Changes With Leadership
In regards to the roster, there really are no complaints. Mora and his staff have been doing a bang up job recruiting and developing players. Proof of that was when eight players were selected in the 2016 NFL Draft (and a total of 12 former Bruins picking up NFL contracts).
In essence, the players have been really good (with a few exceptions) and have led UCLA to victory on many occasions. The coaching on the other hand has left much to be desired from time to time, but Mora is addressing that.
Like many, I was concerned with the offense UCLA was displaying under former Offensive Coordinator Noel Mazzone. Admittedly, I had a very derisive tone towards Mazzone, claiming he “only runs five plays”. Joke as I may, I was not far from the truth.
Though Rosen had a fantastic 2015 season, the plays he was running via Mazzone were getting predictable. Not only were teams like Arizona State and Washington State able to beat the Bruins, but games against teams like Stanford, USC and Nebraska turned into bloodbaths.

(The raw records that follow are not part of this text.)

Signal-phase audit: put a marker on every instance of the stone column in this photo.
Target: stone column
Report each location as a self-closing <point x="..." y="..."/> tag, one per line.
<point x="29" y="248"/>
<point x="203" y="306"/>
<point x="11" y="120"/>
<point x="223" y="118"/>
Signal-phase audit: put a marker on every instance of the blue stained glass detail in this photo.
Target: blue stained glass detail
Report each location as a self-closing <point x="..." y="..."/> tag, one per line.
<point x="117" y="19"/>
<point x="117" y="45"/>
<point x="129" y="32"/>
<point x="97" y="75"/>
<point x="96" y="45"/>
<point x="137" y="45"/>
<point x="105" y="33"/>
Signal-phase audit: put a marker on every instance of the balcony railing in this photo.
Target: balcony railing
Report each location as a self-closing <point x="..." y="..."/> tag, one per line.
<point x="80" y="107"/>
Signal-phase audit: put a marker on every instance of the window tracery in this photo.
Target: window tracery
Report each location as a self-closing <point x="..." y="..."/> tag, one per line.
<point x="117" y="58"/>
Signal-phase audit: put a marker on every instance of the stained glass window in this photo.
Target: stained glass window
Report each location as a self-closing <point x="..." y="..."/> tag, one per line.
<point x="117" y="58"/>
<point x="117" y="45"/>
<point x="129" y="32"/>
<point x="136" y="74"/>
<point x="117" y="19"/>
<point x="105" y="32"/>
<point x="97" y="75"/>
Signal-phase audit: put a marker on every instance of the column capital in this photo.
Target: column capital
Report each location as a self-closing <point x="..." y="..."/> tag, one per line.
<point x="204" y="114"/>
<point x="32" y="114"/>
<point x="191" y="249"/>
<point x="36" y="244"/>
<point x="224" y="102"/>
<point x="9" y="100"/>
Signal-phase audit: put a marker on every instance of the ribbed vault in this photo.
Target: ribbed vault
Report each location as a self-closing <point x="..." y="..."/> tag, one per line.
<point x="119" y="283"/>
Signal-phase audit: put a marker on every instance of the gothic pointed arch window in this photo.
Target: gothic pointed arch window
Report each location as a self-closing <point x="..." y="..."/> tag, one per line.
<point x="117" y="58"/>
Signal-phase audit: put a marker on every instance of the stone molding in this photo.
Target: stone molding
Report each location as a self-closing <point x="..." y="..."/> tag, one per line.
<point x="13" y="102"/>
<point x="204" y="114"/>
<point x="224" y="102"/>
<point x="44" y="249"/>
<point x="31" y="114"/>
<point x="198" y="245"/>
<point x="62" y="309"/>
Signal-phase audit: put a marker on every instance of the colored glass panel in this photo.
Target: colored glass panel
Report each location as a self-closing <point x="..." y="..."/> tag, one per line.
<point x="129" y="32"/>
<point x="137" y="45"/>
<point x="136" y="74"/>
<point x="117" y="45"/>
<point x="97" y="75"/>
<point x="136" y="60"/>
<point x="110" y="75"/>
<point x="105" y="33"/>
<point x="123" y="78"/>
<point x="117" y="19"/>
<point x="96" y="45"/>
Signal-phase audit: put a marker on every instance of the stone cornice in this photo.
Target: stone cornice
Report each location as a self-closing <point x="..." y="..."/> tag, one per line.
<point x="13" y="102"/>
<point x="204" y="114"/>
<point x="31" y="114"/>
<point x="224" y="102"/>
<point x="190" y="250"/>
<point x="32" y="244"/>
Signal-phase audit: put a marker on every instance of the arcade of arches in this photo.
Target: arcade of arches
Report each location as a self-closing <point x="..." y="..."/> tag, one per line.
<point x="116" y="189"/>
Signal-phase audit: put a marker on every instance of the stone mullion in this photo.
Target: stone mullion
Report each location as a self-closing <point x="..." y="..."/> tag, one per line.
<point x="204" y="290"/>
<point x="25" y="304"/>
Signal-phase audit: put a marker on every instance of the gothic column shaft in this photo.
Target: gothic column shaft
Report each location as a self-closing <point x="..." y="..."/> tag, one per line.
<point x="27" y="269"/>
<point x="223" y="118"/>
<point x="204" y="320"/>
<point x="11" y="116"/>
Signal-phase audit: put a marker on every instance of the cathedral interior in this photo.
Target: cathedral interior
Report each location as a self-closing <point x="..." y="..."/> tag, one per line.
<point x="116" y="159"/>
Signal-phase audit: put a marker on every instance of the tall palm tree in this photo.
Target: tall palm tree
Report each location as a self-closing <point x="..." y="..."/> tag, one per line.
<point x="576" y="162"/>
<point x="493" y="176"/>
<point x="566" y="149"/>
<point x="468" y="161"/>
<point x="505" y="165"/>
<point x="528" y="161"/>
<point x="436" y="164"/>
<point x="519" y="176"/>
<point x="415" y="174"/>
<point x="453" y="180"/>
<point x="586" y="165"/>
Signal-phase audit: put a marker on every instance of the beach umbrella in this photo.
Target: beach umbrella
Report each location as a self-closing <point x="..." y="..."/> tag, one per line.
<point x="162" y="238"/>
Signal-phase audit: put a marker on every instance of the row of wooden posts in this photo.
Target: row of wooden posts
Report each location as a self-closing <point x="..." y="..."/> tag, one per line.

With five losses in 2015, the Bruins needed to make changes going forward. Out went Mazzone and up came Kennedy Polamalu in his place.
Polamalu immediately started making tweaks to the offense so UCLA could start playing a more “power” style of football. The hope is that it will prepare the Bruins to handle lesser opponents, but also do battle (and hopefully win) against the unconquerable Stanford and Oregon.
On defense, DC Tom Bradley is addressing his on squad’s issues. He has made the 4-3 formation a permanent fixture as the Bruins try to improve on their horrendous run defense, as well as improve the overall play on that side of the ball.
After losing an incredible amount of players to injury in 2015, Bradley now has a clean slate to work with and even gets back injured starters Eddie Vanderdoes and Fabian Moreau. This is just the start, but it looks to be something that will indeed improve the defense.
For the most part, the UCLA Football team looks a lot more stable heading into 2016. Mora noted during Spring Practice, the Bruins had some of the best chemistry he has seen since his first two years in charge of UCLA Football.
Now if all of this comes together in the fall, the way Mora and Bruin fans hope, UCLA can be a very good and consistent team. If that translates to winning all the games they are suppose to win and possibly beating the teams they cannot, then UCLA will most definitely be an elite team by season’s end.
If they do not and continue to inexplicably lose 2 or 3 head scratchers in 2016, then expect the anti-Mora tirades to amplify next season.